3.10.1 Device driver
The Start() service of a device driver installs protocol(s) directly onto the controller handle that was passed into the Start() service. The protocol(s) installed by the device driver use the I/O services that are provided by the bus I/O protocol that is installed on the controller handle. For example, a device driver for a USB device uses the service of the USB I/O Protocol, and a device driver for a PCI controller uses the services of the PCI I/O Protocol. In other words, the PCI I/O Protocol is consumed by a driver for a PCI option ROM card. This process is called "consuming the bus I/O abstraction."
The following are the main objectives of the device driver:
  • Initialize the controller.
  • Install an I/O protocol on the device that can be used directly or indirectly by UEFI-conformant system firmware to boot an operating system.
It does not make sense to write device drivers for devices that cannot be used to boot a platform. The following table provides the list of standard I/O protocols that the UEFI Specification defines for different classes of devices. If multiple protocols are listed, that does not necessarily mean that all the protocols must be produced. Please see later sections of the guide and the UEFI Specification for details on which protocols are required and which are optional.
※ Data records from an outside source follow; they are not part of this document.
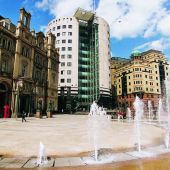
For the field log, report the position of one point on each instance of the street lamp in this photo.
(19, 86)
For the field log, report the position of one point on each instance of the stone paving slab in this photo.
(50, 163)
(142, 154)
(76, 161)
(12, 162)
(60, 162)
(159, 150)
(118, 157)
(31, 163)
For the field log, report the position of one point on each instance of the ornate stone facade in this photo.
(28, 69)
(142, 75)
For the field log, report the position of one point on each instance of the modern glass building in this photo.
(84, 76)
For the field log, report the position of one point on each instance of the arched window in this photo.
(24, 70)
(4, 65)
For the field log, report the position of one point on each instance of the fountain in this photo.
(160, 110)
(138, 105)
(129, 114)
(149, 109)
(41, 157)
(98, 120)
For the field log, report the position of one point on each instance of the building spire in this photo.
(94, 6)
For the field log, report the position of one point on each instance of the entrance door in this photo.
(3, 97)
(24, 103)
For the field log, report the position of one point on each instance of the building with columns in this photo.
(83, 41)
(143, 75)
(28, 68)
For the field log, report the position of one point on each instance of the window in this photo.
(62, 63)
(69, 33)
(62, 72)
(69, 64)
(63, 33)
(69, 48)
(68, 80)
(68, 72)
(63, 48)
(69, 56)
(24, 70)
(63, 41)
(58, 41)
(4, 66)
(64, 26)
(62, 80)
(69, 26)
(62, 56)
(69, 41)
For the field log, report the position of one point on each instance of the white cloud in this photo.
(161, 44)
(43, 28)
(63, 8)
(164, 25)
(131, 18)
(127, 18)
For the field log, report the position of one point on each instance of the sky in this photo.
(134, 24)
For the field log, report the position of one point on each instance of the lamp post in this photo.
(19, 86)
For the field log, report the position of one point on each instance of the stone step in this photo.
(12, 162)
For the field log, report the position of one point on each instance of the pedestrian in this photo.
(23, 116)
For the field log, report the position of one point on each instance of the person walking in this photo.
(23, 116)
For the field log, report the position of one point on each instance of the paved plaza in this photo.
(68, 142)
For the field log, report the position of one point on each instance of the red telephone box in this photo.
(6, 111)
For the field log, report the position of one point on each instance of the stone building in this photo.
(143, 75)
(84, 75)
(28, 67)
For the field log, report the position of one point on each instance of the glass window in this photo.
(24, 70)
(69, 41)
(69, 26)
(69, 64)
(69, 56)
(64, 26)
(68, 72)
(69, 48)
(57, 41)
(62, 56)
(68, 80)
(63, 41)
(62, 80)
(69, 33)
(4, 66)
(63, 48)
(62, 72)
(62, 63)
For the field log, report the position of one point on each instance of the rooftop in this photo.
(84, 15)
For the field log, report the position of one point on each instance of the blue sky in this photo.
(134, 24)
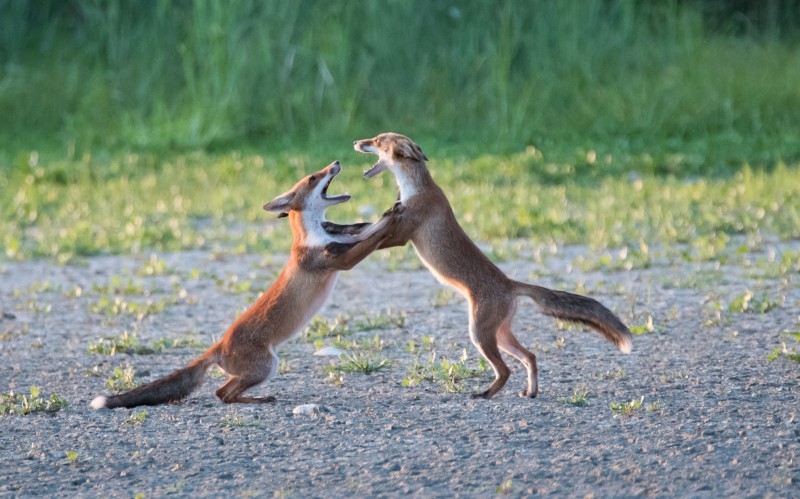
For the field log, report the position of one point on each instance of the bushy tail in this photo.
(577, 308)
(170, 388)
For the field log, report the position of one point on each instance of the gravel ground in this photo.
(717, 419)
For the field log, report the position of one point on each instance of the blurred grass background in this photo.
(114, 108)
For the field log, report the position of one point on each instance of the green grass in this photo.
(578, 398)
(28, 403)
(449, 375)
(625, 125)
(129, 343)
(359, 362)
(203, 74)
(213, 201)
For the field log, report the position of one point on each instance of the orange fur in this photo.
(446, 250)
(247, 350)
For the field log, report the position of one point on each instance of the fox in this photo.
(246, 352)
(456, 261)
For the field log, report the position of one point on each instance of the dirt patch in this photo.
(716, 416)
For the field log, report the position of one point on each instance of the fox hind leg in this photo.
(483, 328)
(231, 391)
(509, 344)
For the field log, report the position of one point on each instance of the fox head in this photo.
(310, 195)
(395, 152)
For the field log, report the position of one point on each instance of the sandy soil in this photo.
(717, 419)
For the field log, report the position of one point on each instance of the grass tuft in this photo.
(30, 403)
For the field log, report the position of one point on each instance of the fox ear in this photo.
(411, 150)
(281, 203)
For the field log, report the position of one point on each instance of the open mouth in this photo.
(341, 198)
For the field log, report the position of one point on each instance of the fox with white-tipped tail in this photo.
(247, 350)
(429, 223)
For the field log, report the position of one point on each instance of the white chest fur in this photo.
(405, 184)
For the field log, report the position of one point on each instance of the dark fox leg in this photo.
(509, 344)
(483, 327)
(231, 391)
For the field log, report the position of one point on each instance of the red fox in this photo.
(247, 350)
(446, 250)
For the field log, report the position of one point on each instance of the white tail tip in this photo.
(100, 402)
(625, 346)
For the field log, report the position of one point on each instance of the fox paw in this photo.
(481, 395)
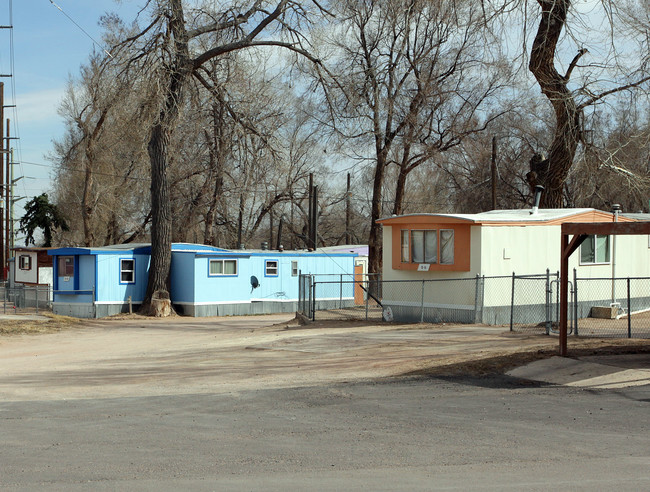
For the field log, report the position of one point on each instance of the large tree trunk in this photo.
(374, 238)
(161, 224)
(552, 172)
(217, 157)
(87, 203)
(400, 188)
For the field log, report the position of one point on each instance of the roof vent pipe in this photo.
(538, 197)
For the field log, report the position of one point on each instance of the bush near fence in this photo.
(25, 298)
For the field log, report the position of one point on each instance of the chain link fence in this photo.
(25, 298)
(606, 307)
(524, 303)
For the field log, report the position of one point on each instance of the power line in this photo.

Table 11-I/O protocols produced in the Start() function for different device classes

Class of device
Protocol(s) created in the Start section of the driver
Block Oriented Device
File System
Non block oriented or file system based boot device
Universal Network Driver Interface (UNDI)
Graphics Display
Text Console
Character based I/O device
The fundamental definition of a UEFI device driver is that it does not create any child handles. This difference distinguishes a device driver from a bus driver.
The definition of a device driver can be confusing because it is often necessary to write a driver that creates child handles. This necessity makes the driver a bus driver by definition, even though the driver may not be managing a hardware bus in the classical sense (such as a PCI, SCSI, USB, or Fibre Channel bus).
Even though a device driver does not create child handles, the device managed by the device driver could still become a "parent." The protocol(s) produced by a device driver on a controller handle may be consumed by a bus driver that produces child handles. In this case, the controller handle that is managed by a device driver is a parent controller. This scenario happens quite often.
For example, the EFI_USB2_HC_PROTOCOL is produced by a device driver called the USB host controller driver. The protocol is consumed by the USB bus driver. The USB bus driver creates child handles that contain the USB_IO_PROTOCOL. The USB host controller driver that produced the EFI_USB2_HC_PROTOCOL has no knowledge of the child handles that are produced by the USB bus driver.